Before: Fraud detection practitioner using ML as a tool After: ML security researcher contributing to the field

Concrete outcomes:

Conference presentations on FL security
Collaborations with academic researchers
SignGuard as a core applied contribution with measurable results
Deeper understanding of my fraud detection work through the security lens

What I’d Do Differently

Run real benchmarks from day one: I initially relied on theoretical projections. When I finally implemented empirical benchmarks, results differed significantly from expectations. Real benchmarks expose hidden assumptions that theoretical analysis misses.

Start with defense work earlier: I should have started with SignGuard earlier and built the attack implementations as motivation for it. Working backwards from the defense to understand what attacks it needs to stop would have been more efficient.

Focus over breadth: A focused deep dive on fewer, deeper implementations would have been more impactful than covering many techniques. Quality over quantity.

Open-source from the start: I kept code private initially.

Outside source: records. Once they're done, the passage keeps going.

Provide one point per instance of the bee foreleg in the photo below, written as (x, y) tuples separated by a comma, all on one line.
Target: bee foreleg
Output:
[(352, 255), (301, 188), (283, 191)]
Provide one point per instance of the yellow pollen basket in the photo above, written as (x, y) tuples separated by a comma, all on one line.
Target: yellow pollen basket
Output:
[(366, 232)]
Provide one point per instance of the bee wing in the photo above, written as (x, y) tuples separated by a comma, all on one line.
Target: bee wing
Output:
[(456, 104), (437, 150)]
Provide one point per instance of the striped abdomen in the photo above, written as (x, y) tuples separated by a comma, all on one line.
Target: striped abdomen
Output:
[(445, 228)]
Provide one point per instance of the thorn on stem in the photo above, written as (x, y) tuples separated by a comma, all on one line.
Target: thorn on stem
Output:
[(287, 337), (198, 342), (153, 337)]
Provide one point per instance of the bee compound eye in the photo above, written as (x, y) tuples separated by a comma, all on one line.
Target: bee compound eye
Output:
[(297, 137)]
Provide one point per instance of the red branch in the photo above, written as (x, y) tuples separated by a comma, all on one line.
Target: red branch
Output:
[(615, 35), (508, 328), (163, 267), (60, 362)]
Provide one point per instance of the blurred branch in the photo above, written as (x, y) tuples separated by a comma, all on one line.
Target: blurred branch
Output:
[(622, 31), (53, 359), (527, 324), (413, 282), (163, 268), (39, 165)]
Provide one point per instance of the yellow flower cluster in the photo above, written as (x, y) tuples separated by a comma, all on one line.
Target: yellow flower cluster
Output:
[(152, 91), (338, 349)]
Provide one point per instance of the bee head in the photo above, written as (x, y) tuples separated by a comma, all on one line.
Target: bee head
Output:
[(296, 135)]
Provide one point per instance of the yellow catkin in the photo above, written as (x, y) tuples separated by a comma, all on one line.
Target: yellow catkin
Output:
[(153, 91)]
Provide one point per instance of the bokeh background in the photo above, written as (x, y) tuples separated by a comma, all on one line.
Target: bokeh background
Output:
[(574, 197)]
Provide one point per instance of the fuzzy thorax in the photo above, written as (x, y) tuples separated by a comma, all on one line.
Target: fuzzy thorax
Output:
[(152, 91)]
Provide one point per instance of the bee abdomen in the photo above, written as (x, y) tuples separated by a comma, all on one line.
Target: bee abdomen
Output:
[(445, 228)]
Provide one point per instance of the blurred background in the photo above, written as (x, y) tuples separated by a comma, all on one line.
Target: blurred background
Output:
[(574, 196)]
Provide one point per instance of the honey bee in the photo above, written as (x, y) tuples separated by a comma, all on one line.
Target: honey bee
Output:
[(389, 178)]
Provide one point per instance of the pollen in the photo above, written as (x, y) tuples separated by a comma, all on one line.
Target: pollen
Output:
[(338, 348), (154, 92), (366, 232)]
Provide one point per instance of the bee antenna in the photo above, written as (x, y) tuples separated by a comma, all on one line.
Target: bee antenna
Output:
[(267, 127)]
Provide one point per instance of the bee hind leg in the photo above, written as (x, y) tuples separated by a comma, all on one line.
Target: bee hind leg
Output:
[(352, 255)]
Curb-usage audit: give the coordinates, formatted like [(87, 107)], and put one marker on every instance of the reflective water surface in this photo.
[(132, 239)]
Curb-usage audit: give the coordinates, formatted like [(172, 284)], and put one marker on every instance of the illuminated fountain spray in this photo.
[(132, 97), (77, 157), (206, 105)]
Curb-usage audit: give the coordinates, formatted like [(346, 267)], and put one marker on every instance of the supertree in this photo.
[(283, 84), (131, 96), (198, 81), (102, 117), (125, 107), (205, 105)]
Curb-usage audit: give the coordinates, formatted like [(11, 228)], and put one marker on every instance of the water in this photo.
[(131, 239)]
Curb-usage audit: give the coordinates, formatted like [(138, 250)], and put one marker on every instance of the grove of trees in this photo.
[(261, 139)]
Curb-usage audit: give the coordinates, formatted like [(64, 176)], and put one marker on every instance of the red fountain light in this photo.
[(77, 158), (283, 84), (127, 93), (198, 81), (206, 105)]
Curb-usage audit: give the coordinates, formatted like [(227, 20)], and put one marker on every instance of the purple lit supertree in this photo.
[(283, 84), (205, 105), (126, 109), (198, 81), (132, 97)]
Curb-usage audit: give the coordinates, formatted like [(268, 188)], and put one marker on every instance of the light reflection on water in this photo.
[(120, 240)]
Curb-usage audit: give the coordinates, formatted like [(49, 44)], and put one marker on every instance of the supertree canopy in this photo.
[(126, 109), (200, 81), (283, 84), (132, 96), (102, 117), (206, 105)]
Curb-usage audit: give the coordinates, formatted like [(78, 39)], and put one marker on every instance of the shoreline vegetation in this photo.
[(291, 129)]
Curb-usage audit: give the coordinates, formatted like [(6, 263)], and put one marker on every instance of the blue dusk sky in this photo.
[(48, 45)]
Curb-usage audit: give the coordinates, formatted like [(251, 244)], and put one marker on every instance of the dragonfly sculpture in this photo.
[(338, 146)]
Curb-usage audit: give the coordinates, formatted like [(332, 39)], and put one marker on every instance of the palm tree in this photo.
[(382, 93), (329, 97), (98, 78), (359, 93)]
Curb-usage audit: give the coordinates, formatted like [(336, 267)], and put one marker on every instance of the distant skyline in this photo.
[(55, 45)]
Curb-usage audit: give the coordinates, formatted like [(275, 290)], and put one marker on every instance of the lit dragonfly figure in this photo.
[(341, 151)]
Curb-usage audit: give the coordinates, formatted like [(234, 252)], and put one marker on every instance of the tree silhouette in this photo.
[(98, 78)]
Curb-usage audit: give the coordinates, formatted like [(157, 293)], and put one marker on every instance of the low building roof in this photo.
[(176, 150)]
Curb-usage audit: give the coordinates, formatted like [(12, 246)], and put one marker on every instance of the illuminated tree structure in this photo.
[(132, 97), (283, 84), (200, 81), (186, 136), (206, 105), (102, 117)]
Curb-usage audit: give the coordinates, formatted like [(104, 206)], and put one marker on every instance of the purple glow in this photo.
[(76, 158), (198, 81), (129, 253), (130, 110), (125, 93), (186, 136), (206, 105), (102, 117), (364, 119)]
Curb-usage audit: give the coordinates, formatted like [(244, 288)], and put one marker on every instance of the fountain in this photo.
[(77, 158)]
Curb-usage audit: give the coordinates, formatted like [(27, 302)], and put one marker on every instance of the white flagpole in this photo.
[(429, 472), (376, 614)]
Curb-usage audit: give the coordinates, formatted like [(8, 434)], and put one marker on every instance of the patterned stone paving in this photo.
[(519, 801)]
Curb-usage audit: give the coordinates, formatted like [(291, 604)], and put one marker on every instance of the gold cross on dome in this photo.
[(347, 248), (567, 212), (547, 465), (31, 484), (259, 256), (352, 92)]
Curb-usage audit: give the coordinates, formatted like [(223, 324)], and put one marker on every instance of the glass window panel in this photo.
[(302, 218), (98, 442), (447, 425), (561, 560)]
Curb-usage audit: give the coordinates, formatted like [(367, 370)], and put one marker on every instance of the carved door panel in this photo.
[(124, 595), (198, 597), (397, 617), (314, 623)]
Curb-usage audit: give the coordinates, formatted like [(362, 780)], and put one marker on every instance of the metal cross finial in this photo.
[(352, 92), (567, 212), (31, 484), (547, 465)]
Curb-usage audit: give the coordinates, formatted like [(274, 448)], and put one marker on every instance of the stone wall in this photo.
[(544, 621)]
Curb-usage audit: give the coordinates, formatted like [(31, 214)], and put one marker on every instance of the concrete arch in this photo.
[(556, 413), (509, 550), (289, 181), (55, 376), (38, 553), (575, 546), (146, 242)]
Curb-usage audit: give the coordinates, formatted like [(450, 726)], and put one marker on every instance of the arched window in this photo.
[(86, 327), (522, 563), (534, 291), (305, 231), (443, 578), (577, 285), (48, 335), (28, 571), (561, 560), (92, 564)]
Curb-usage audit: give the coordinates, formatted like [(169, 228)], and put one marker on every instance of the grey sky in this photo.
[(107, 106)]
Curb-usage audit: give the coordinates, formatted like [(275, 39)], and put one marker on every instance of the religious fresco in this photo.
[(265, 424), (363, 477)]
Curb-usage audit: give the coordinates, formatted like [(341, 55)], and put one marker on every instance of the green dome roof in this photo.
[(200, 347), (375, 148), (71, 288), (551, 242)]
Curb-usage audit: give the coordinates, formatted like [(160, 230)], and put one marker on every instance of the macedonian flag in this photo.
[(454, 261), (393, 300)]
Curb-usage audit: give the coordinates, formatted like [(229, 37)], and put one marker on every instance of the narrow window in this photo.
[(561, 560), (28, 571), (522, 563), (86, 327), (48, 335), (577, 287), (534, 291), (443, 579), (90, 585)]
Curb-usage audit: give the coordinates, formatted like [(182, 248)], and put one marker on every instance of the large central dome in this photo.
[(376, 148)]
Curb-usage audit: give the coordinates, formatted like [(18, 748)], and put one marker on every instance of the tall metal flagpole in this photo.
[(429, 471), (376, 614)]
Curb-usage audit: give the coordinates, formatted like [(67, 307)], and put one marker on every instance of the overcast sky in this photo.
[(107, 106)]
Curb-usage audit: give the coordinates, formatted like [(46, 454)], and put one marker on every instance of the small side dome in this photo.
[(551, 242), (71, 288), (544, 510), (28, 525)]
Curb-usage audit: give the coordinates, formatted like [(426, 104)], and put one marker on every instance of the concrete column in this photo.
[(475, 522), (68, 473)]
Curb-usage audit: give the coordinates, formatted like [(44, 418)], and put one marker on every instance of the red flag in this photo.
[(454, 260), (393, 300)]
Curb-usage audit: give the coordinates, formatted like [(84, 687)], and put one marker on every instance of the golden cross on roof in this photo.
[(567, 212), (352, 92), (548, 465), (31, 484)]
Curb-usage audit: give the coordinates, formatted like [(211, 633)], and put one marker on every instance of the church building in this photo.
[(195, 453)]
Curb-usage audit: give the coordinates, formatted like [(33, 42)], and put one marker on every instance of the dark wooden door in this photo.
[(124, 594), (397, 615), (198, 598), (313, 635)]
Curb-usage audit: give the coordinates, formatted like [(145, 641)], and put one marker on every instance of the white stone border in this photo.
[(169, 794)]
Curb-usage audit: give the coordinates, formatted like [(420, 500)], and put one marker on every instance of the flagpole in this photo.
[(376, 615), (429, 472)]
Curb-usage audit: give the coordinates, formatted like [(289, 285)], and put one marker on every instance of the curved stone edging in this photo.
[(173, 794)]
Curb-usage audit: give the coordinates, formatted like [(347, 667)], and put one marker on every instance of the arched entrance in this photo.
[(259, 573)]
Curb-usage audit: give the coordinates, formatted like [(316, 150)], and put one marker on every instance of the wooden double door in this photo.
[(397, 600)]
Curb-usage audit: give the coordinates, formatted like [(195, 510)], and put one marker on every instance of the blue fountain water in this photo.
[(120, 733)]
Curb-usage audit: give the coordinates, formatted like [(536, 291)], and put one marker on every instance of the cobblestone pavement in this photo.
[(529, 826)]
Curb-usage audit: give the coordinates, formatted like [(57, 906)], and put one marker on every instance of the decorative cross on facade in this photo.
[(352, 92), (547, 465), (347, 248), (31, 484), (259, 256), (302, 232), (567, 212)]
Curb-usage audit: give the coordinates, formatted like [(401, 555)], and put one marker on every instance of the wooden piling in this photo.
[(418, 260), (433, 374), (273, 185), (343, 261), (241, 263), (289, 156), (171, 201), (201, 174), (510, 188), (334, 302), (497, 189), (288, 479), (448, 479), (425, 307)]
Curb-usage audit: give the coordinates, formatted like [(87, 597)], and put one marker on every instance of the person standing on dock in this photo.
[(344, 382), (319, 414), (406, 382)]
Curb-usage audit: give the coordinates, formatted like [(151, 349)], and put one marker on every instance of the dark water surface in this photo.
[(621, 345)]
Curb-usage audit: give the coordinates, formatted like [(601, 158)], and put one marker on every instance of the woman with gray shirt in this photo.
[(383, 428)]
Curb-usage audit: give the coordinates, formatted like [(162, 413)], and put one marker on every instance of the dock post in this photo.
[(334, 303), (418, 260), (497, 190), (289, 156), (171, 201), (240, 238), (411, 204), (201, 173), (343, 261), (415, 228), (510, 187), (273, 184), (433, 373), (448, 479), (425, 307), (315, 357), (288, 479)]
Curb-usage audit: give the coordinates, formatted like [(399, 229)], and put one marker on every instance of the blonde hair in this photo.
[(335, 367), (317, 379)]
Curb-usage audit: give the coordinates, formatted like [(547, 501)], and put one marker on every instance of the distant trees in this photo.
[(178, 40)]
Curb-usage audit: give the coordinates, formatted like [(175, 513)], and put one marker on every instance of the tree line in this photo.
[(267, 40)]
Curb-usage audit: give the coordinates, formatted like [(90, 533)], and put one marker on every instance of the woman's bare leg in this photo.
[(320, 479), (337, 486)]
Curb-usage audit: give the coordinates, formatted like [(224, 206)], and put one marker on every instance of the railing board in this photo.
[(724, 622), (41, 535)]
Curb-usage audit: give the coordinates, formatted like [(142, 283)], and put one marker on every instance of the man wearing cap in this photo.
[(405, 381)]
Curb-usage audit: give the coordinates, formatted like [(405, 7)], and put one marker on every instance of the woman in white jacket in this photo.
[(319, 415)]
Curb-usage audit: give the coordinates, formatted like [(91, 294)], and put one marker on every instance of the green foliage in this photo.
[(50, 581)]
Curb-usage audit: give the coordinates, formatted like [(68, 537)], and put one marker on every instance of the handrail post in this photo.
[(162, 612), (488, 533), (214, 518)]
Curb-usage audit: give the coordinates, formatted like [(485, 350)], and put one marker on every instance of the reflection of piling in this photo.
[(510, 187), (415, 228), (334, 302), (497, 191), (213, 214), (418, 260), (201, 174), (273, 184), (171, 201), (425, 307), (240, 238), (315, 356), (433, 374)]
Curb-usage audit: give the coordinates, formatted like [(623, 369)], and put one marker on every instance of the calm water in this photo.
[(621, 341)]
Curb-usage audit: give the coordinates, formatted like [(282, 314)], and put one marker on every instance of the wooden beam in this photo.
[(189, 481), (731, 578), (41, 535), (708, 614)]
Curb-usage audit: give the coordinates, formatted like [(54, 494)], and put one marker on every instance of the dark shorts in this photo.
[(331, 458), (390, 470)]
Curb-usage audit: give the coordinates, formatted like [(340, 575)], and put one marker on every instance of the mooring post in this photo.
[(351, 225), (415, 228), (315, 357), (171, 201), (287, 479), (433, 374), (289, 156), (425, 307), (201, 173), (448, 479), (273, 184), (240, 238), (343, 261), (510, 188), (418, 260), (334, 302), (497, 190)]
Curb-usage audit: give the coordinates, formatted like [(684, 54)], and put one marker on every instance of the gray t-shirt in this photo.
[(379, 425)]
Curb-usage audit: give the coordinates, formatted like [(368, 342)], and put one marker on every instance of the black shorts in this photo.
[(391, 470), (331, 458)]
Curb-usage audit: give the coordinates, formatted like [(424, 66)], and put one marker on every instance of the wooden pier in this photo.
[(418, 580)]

Sharing earlier would have attracted collaborators and accelerated feedback cycles.

Resources for Similar Research

Foundational Papers:

McMahan et al. “Communication-Efficient Learning of Deep Networks from Decentralized Data” (2017) - FedAvg
Blanchard et al. “Machine Learning with Adversaries: Byzantine Tolerant Gradient Descent” (2017) - Krum
Bonawitz et al. “Practical Secure Aggregation for Privacy-Preserving Machine Learning” (2017)

Frameworks:

Flower - Best documentation, active community
FedML - More research-oriented
PySyft - Privacy-focused

Communities:

Flower Discord - Practical implementation help
Federated Learning Slack - Academic discussions
r/MachineLearning - Broader ML community

Conclusion

Building this research portfolio was the most valuable technical investment I’ve made. It transformed abstract security concepts into concrete implementations—and gave me a toolkit I use daily in fraud detection work.

The key insight: research portfolios aren’t about quantity. They’re about depth, coherence, and contribution.

If you’re considering similar deep-dive research: start with clear questions, build on existing frameworks, and document everything. The portfolio will emerge naturally from genuine curiosity.

This post summarizes insights from my FL Security Ecosystem. The code is open-source with 165,000+ lines across 31 implementations, all documented with decision logs and validated through a STRIDE security audit.